I often think of Michael Fried, the critic who first denounced the intrusion of theater on art in the 1960s, fuming. Art has only become more theatrical since then, and, to be fair to Fried, in these installations, performances, and happenings, what could be a fruitful tension between objects (space) and events (time) is not always very well thought-out. Enter Enrico David, a London-based, Italian-born artist whose first solo show in the United States, currently up at Seattle Art Museum, is an affecting exploration of just this tension, of the middle zone between thing and idea.
The lights in the gallery have been turned off. Illuminating the various paintings, posters, and sculpture instead are handmade paper lamps hanging from wallpaper silhouettes of lampposts on the wall. The lamps bear the diamond patterns of a Harlequin's costume, a pattern that repeats across the show: on dodgy, winking figures wielding clubs; on contortionists with big teeth; on twin entertainers with droopy, malformed eyelids. The environment, like the commedia dell'arte tradition the mischievous character comes from, is a flexible allegory, rich with associations but open to many interpretations. Where are we, exactly? When are we?

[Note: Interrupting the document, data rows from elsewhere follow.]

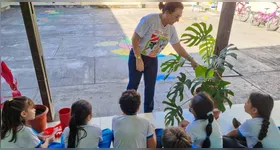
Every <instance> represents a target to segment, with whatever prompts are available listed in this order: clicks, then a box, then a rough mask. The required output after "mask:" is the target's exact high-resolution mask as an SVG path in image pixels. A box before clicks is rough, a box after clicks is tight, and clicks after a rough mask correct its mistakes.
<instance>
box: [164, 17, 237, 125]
mask: <svg viewBox="0 0 280 150" xmlns="http://www.w3.org/2000/svg"><path fill="white" fill-rule="evenodd" d="M212 28H213V27H212V25H211V24H210V25H208V26H207V25H206V23H203V22H201V23H194V24H192V25H191V26H189V27H187V28H186V30H185V32H186V33H184V34H183V35H182V37H181V41H182V42H184V44H186V45H187V47H193V46H197V47H198V48H199V55H200V56H201V57H202V60H203V61H204V64H202V65H199V66H197V67H196V68H195V77H191V76H188V73H187V72H180V73H179V75H178V76H177V81H176V83H175V84H174V85H172V86H171V87H170V89H169V91H168V93H167V96H166V97H167V100H165V101H163V103H164V104H166V108H165V109H164V111H165V112H167V114H166V116H165V124H166V125H174V121H175V120H177V122H178V123H179V122H180V121H181V120H183V119H184V117H183V109H182V106H183V105H184V104H186V103H187V102H189V101H190V100H189V99H185V95H186V92H187V90H190V91H191V93H192V94H193V93H195V91H196V89H197V88H198V87H199V89H200V91H204V92H206V93H208V94H209V95H211V96H212V98H213V100H214V103H215V107H217V108H218V109H219V110H220V111H222V112H224V111H225V105H224V104H225V103H226V102H227V103H228V104H229V106H231V105H232V102H231V100H230V99H229V95H231V96H234V93H233V91H231V90H230V89H228V85H229V84H230V82H228V81H225V80H223V78H222V75H223V73H224V71H225V68H226V67H228V68H229V69H233V65H232V64H230V63H229V62H228V61H226V57H228V56H230V57H233V58H235V59H237V55H236V54H235V53H234V52H233V51H234V50H237V48H236V47H235V46H234V45H232V44H230V45H228V46H226V47H225V48H224V49H222V50H221V51H220V53H219V54H218V55H216V54H214V51H215V43H216V40H215V39H214V38H213V36H212V35H211V31H212ZM171 55H173V56H174V57H173V58H172V59H169V60H167V61H166V62H164V63H162V65H161V71H162V72H165V73H166V75H165V78H164V79H166V78H167V77H168V76H169V75H170V74H171V73H172V72H177V70H178V69H179V68H180V67H183V65H184V64H185V59H182V58H181V56H177V55H174V54H171Z"/></svg>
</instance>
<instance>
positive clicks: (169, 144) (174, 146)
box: [162, 127, 192, 148]
mask: <svg viewBox="0 0 280 150" xmlns="http://www.w3.org/2000/svg"><path fill="white" fill-rule="evenodd" d="M162 146H163V148H192V142H191V138H190V136H188V135H187V133H186V132H185V131H184V129H183V128H180V127H168V128H166V129H165V130H164V132H163V135H162Z"/></svg>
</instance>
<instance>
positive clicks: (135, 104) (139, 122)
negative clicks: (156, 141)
mask: <svg viewBox="0 0 280 150" xmlns="http://www.w3.org/2000/svg"><path fill="white" fill-rule="evenodd" d="M140 99H141V97H140V95H139V93H137V92H136V91H135V90H127V91H125V92H123V93H122V96H121V98H120V99H119V104H120V107H121V110H122V112H123V115H121V116H117V117H115V118H113V120H112V129H113V134H114V147H115V148H155V147H156V138H155V135H154V132H155V130H154V127H153V126H152V124H151V123H150V122H149V121H148V120H146V119H144V118H141V117H138V116H137V112H138V111H139V107H140V104H141V100H140Z"/></svg>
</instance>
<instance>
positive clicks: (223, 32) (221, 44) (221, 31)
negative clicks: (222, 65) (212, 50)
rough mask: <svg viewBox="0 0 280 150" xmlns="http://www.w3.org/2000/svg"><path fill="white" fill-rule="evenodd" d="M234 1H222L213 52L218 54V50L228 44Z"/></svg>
mask: <svg viewBox="0 0 280 150" xmlns="http://www.w3.org/2000/svg"><path fill="white" fill-rule="evenodd" d="M235 6H236V2H223V6H222V11H221V16H220V21H219V27H218V34H217V38H216V46H215V54H216V55H219V53H220V51H221V50H222V49H223V48H225V47H226V46H227V45H228V41H229V37H230V32H231V26H232V22H233V17H234V12H235Z"/></svg>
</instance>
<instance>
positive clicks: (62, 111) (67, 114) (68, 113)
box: [58, 108, 71, 131]
mask: <svg viewBox="0 0 280 150" xmlns="http://www.w3.org/2000/svg"><path fill="white" fill-rule="evenodd" d="M58 114H59V119H60V123H61V128H62V131H63V130H64V128H66V127H68V125H69V121H70V119H71V109H70V108H62V109H60V110H59V111H58Z"/></svg>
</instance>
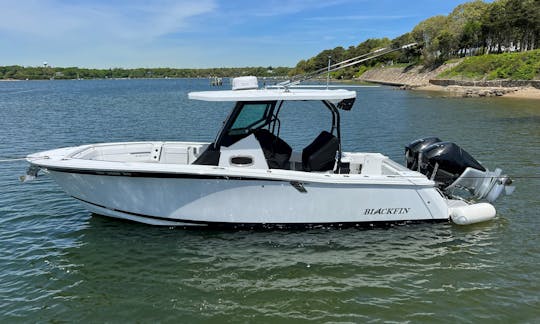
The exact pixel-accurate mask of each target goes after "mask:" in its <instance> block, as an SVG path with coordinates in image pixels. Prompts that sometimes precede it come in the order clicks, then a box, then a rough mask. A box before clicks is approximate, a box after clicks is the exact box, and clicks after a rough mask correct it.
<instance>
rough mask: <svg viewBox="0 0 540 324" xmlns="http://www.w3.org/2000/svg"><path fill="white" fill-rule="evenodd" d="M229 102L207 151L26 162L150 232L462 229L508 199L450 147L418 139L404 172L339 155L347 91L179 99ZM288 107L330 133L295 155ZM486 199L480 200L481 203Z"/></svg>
mask: <svg viewBox="0 0 540 324" xmlns="http://www.w3.org/2000/svg"><path fill="white" fill-rule="evenodd" d="M188 96H189V98H190V99H192V100H202V101H208V102H230V103H231V107H232V110H231V112H230V114H229V116H228V117H227V119H226V120H225V122H224V124H223V127H222V128H221V130H219V131H218V132H217V136H216V137H215V140H214V141H213V142H211V143H206V142H205V143H203V142H123V143H101V144H89V145H82V146H76V147H66V148H60V149H55V150H50V151H44V152H39V153H35V154H31V155H28V156H27V161H28V162H29V163H30V168H29V170H28V172H27V175H26V176H25V177H24V178H25V180H29V179H32V178H34V177H35V176H37V174H38V172H39V171H43V172H44V173H46V174H48V175H50V176H51V177H52V179H54V180H55V181H56V183H58V185H59V186H60V187H61V188H62V189H63V190H64V191H65V192H66V193H67V194H68V195H69V196H71V197H73V198H74V199H76V200H78V201H79V202H80V203H82V204H83V205H84V206H85V207H86V208H87V209H88V210H89V211H91V212H94V213H96V214H100V215H105V216H110V217H115V218H121V219H126V220H131V221H136V222H141V223H146V224H152V225H165V226H227V227H243V226H250V227H253V226H254V227H258V226H262V227H291V226H292V227H297V226H302V227H304V226H308V227H310V226H349V225H362V224H377V223H391V222H416V221H450V220H451V221H453V222H454V223H457V224H470V223H476V222H480V221H485V220H489V219H492V218H493V217H495V215H496V211H495V208H494V207H493V205H492V204H491V203H490V202H493V201H494V200H495V199H497V198H498V197H499V196H500V195H501V193H503V192H506V193H511V191H512V188H513V187H511V186H510V183H511V181H510V179H509V177H507V176H505V175H501V170H499V169H496V170H495V171H493V172H492V171H489V170H487V169H486V168H485V167H483V166H482V165H481V164H480V163H478V162H477V161H476V160H475V159H474V158H472V157H471V156H470V155H469V154H468V153H467V152H465V151H464V150H463V149H461V148H460V147H459V146H457V145H456V144H454V143H451V142H443V141H441V140H440V139H439V138H436V137H426V138H422V139H419V140H417V141H414V142H412V143H410V144H409V145H407V146H406V150H405V153H406V165H405V166H403V165H401V164H399V163H396V162H395V161H392V160H391V159H389V158H388V157H387V156H384V155H382V154H380V153H362V152H345V151H343V150H342V145H341V143H342V141H341V137H342V134H341V131H340V120H341V117H342V116H341V115H342V114H343V115H345V114H346V113H347V112H348V111H349V110H351V109H352V108H353V105H354V102H355V98H356V92H355V91H351V90H346V89H313V88H311V89H302V88H295V87H293V86H290V84H285V85H283V84H282V85H280V86H278V87H276V88H272V89H270V88H259V85H258V80H257V78H255V77H240V78H235V79H233V80H232V90H224V91H202V92H191V93H189V94H188ZM297 101H307V102H309V103H310V104H313V105H317V104H318V105H322V106H324V107H326V109H328V110H329V111H330V114H329V116H330V117H329V119H331V120H329V123H328V124H329V127H328V128H327V129H320V130H319V131H318V132H317V133H318V135H317V136H316V137H314V138H313V139H312V141H311V143H310V144H309V145H307V146H305V147H303V148H302V149H301V150H298V151H294V150H293V149H292V148H291V146H290V145H289V144H288V143H287V142H285V141H284V140H283V139H282V138H281V137H280V134H279V132H280V126H281V122H280V118H279V117H280V112H282V111H283V110H285V109H287V107H288V106H289V105H290V104H291V103H293V102H297ZM486 201H487V202H486Z"/></svg>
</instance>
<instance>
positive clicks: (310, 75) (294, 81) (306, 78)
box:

The single sculpture resembles a mysterious relic from an archaeological dig. Some of the paintings are graphic, like posters, like ephemera from some long-finished event. You wander around in this dimly lit environment, experiencing something in the present, but it's as if the whole thing were both a documentation of something that has already happened and its reenactment with a twist. The twist comes from the incompleteness of the documentation, the way all of these images feel related but don't quite lead back to any one thing, except the artist himself.
This Bulbous Marauder (pretty great title) is not the definitive Bulbous Marauder, either. There are other shows by this artist with this title, and, further complicating things, each object in this show is separately labeled and titled Bulbous Marauder, and this is not the whole set of objects with that title, just a selection of them. In other words: More is out there.